EMV chips exist on modern credit cards and are more secure than magnetic strips. Integrating the chips into ATMs would eradicate many unsophisticated attacks that exploit magnetic strips, and force fraudsters to attack EMV chips with more complicated man-in-the-middle interception techniques.
EMV technology is used in most ATMs across the world, but not currently in Australia.
"Romanian crooks have told us Australia is the laughing stock of the world because of the technology in the banks," Dyson said.
A Pakistan-based fraudster echoed similar claims to the NSW Police.
Australian ATMs must be capable of reading EMV chips by 2014 as a requirement of national law.

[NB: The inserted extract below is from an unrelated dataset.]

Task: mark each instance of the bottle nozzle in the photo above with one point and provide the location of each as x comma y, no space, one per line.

The Commonwealth Bank already has plans to roll out EMV across its 3400-strong ATM fleet under a three-year project, according to Commonwealth Bank electronic crime executive manager Matthew Keaney.
Visa director of country risk managment Ian McKindley said that Australia, Singapore and New Zealand are the only countries not yet required to have EMV in ATMs.
"I have a real concern for Australia," McKindley said, "because once the United States starts chipping comes online, you know where the fraud is going to migrate."
"We are going to harden the rest of the world against fraud, and criminals will go where it is soft."
But the US is struggling to decide who will foot the bill to move to EMV chips, which will also be installed in point-of-sale terminals.
Visa said credit card counterfeit fraud has dropped 60 per cent thanks to EMV chips.
Many of the fraudulent transactions affecting Australians come from Eastern Europe, where criminals buy credit card details harvested by Australian fraudsters, Dyson said. He added that the proceeds of some 50 to 90 per cent of fraud is sent offshore, and that at least 43 per cent of fraud is identity crime.
He said that there is a limited chance for fraud to be conducted in Australia and details are usually traded with overseas criminals who commit the bogus transactions.
Updated at 4:00pm 28 March 2011: comment from Visa added.